Why? The group variable \(G\) was a confounder — correlated with both \(X_1\) and \(Y\). Omitting \(G\) caused omitted variable bias.
Lesson: Regression coefficients can change completely — even reverse — when you add or remove a variable. This is why theory must guide your model specification.
Setup: \(Z\) is uncorrelated with \(Y\) (\(r_{ZY} = 0.07\)), but correlated with \(X\) (\(r_{ZX} = 0.63\)).
| Model | \(R^2\) | What happened? |
|---|---|---|
| \(Y \sim X\) | 0.51 | Baseline |
| \(Y \sim X + Z\) | 0.80 | \(R^2\) jumped by 0.29! |
Paradox: Adding a variable with no correlation to Y dramatically improves the model.
Mechanism: \(Z\) “suppresses” irrelevant variance in \(X\), purifying \(X\)’s signal.
Lesson: A variable’s usefulness in regression cannot be determined by its bivariate correlation with \(Y\) alone.

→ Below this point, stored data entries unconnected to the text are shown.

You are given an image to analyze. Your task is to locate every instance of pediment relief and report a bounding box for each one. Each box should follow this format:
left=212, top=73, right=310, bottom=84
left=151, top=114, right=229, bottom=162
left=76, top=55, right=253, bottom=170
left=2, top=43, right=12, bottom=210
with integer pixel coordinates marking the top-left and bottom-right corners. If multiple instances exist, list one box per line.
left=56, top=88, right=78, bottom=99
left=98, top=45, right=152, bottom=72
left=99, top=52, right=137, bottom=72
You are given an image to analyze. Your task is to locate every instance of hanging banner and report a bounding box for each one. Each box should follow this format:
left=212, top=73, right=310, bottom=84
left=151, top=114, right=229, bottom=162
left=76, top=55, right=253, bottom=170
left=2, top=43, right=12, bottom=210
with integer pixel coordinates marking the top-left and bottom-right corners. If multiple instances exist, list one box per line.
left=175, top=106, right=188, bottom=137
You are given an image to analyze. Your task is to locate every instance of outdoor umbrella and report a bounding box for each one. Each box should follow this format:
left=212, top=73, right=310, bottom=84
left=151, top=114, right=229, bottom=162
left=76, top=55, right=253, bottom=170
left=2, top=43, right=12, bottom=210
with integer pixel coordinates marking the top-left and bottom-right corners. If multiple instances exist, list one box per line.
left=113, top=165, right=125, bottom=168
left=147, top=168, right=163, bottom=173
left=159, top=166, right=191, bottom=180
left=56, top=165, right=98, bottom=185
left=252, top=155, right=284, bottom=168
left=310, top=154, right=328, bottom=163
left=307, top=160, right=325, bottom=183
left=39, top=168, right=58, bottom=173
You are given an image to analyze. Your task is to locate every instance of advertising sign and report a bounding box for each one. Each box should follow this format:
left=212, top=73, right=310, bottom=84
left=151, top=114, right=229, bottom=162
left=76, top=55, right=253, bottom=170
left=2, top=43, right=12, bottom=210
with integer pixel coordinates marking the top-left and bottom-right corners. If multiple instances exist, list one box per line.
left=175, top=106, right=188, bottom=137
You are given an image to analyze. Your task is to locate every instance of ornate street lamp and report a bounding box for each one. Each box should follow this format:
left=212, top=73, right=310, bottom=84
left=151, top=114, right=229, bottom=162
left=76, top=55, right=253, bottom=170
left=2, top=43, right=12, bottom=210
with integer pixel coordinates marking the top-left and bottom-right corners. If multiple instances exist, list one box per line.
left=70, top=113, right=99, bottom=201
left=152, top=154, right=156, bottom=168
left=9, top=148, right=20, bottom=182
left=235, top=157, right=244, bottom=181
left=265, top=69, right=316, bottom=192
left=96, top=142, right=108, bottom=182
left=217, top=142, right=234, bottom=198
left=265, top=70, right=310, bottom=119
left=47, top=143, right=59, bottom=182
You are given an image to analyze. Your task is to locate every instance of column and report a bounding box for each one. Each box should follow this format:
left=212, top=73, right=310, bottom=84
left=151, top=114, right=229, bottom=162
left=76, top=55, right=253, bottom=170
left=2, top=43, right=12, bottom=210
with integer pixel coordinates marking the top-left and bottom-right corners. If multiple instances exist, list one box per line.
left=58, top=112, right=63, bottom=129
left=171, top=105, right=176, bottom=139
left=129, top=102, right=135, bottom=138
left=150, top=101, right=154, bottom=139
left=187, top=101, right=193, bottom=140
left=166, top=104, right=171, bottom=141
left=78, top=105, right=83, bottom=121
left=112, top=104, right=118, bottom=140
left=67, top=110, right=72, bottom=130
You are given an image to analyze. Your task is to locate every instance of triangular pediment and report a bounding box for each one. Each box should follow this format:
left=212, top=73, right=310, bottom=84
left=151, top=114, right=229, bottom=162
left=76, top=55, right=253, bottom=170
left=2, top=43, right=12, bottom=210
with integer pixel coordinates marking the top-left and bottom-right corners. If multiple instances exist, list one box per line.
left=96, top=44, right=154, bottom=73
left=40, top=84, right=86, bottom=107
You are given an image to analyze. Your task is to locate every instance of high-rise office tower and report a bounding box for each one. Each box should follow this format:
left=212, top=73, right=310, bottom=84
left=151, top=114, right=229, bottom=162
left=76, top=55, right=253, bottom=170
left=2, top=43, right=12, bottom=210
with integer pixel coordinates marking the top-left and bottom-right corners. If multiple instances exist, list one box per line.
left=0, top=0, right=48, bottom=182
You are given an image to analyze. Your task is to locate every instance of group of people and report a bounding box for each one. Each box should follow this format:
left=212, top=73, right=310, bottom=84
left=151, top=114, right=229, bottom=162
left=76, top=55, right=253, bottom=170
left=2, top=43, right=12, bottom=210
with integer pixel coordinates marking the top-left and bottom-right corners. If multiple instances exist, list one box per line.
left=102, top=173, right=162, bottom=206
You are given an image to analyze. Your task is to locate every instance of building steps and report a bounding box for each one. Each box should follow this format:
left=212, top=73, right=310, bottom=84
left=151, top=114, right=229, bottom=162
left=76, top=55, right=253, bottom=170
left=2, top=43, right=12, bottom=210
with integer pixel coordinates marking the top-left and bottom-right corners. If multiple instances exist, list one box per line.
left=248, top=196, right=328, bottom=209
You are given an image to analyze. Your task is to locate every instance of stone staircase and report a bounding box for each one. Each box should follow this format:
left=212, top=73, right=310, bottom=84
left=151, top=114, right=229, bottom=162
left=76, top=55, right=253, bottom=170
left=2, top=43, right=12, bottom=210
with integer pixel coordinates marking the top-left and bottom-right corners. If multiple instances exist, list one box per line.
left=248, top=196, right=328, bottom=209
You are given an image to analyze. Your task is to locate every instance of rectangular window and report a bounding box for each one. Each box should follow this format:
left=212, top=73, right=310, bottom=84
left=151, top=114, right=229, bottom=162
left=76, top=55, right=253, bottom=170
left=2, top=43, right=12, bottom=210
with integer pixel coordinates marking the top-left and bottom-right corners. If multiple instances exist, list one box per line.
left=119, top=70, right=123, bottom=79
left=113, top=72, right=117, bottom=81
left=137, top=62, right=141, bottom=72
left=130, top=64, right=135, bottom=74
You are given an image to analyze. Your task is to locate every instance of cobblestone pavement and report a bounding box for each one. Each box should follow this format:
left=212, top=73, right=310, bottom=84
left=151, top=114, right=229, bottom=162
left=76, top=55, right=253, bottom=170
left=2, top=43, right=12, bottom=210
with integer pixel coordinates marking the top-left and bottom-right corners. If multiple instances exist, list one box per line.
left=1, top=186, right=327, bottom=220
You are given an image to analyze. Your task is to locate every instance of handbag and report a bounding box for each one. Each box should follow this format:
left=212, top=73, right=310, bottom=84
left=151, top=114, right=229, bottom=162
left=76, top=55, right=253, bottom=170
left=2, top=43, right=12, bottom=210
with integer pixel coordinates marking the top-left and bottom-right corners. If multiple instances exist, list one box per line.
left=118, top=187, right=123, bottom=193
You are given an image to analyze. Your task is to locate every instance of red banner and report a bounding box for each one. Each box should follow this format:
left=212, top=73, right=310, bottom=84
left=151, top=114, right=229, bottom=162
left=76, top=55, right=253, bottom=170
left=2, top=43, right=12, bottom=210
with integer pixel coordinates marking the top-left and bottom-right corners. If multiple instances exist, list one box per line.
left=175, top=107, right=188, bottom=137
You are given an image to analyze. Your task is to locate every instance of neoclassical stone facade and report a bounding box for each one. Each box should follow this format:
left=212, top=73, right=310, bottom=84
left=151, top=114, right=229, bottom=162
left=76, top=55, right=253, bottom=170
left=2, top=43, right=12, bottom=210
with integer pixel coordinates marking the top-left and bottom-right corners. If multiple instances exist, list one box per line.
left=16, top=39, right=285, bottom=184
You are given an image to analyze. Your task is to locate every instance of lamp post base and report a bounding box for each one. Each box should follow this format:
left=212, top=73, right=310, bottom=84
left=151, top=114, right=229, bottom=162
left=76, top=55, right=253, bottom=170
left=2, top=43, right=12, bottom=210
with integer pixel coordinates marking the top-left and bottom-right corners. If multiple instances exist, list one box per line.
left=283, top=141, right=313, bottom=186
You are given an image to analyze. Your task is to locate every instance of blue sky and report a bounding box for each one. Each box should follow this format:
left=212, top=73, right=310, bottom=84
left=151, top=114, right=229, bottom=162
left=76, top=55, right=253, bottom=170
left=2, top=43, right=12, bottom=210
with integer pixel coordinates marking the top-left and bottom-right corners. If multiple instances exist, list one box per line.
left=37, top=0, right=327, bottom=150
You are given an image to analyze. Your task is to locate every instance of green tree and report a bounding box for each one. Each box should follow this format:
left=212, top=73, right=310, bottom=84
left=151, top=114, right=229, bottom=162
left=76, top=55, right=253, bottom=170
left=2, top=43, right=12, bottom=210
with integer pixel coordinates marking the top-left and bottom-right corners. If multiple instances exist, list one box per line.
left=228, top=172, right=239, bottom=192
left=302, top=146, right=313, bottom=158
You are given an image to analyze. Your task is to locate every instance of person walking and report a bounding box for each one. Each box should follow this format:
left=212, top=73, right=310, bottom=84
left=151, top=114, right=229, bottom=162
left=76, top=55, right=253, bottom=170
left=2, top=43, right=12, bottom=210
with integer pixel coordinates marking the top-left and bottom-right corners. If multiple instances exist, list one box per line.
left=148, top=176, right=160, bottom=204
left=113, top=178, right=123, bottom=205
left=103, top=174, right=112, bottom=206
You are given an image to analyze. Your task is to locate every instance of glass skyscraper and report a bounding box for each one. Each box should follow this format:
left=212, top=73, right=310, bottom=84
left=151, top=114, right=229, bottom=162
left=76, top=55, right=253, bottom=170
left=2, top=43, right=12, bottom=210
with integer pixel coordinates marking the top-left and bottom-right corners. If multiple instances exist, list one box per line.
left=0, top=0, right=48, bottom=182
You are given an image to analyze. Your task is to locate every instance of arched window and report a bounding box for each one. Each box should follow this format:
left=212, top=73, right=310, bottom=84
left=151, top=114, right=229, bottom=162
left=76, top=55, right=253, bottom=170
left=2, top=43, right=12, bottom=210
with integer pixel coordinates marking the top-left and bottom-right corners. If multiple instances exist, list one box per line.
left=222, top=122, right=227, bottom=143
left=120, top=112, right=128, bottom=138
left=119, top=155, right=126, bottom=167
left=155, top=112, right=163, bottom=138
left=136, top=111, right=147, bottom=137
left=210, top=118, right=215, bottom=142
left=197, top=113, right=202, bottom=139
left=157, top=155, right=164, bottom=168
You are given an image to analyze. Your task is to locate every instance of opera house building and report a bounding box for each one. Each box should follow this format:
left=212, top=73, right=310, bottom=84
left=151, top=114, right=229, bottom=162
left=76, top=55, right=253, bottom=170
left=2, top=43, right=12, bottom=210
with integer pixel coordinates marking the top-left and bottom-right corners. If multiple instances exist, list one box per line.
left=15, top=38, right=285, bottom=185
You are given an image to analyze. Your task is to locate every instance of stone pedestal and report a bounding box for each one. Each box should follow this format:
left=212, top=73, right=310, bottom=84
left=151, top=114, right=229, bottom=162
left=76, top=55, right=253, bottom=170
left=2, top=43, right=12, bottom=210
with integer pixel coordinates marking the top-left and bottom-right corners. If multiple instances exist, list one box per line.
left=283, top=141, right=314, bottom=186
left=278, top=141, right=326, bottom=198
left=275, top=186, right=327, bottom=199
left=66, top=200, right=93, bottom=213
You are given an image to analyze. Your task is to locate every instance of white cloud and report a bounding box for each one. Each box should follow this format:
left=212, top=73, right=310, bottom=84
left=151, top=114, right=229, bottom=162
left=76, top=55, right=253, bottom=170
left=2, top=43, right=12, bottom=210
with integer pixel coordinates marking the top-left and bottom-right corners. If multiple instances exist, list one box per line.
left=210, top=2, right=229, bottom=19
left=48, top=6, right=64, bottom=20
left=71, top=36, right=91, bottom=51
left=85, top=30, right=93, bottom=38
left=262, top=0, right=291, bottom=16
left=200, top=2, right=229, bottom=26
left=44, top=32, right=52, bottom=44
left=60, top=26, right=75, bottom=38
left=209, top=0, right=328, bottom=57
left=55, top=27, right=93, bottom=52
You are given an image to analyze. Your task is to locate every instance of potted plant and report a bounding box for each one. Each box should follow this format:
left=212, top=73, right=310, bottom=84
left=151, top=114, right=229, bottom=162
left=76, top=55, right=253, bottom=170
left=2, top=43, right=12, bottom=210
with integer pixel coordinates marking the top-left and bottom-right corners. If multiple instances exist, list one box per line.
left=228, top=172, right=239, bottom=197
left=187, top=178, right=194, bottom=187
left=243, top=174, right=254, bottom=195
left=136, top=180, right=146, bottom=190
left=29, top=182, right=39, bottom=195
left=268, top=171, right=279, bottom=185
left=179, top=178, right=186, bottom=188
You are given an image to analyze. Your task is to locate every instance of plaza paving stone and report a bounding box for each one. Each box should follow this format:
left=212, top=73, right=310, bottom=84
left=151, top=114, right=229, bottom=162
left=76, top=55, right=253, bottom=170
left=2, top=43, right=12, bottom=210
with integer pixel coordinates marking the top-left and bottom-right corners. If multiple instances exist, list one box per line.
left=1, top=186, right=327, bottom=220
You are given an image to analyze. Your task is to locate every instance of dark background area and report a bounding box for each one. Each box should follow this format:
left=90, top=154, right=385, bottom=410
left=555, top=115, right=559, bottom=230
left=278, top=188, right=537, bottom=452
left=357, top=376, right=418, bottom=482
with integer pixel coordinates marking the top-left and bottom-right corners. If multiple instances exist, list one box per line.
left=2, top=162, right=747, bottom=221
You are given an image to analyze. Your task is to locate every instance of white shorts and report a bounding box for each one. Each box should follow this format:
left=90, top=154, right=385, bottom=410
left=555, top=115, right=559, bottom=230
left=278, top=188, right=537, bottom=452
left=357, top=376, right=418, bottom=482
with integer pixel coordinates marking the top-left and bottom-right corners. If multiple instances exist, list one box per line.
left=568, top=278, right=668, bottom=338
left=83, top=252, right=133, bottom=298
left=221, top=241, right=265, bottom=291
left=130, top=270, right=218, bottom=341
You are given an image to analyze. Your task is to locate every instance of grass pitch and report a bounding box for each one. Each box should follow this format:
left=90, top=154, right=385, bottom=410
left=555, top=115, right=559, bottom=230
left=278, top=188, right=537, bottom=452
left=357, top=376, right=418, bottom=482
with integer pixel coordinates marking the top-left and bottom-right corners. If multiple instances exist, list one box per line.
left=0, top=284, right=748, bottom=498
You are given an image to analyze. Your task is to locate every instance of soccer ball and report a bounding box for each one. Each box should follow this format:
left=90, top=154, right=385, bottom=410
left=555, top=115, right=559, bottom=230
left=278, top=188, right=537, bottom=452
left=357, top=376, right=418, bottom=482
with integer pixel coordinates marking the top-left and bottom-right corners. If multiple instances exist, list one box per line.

| Concept | Key Takeaway |
|---|---|
| Multiple regression | Ceteris paribus interpretation; controls for confounders |
| CLRM assumptions | Zero conditional mean (\(E(\varepsilon\|X)=0\)) is the most critical |
| \(R^2\) vs. Adj. \(R^2\) | Always use Adjusted \(R^2\) for model comparison |
| F-test vs. t-tests | F significant + all t’s insignificant → multicollinearity |
| VIF | > 5 warrants concern; > 10 is a serious problem |
| AIC/BIC | Lower is better; BIC more conservative |
| Stepwise | Never use — inflated R², biased coefficients, invalid p-values |
| Table 2 Fallacy | Not all coefficients in a regression are causal |
| Suppressor | A variable’s value depends on the full model, not bivariate \(r\) |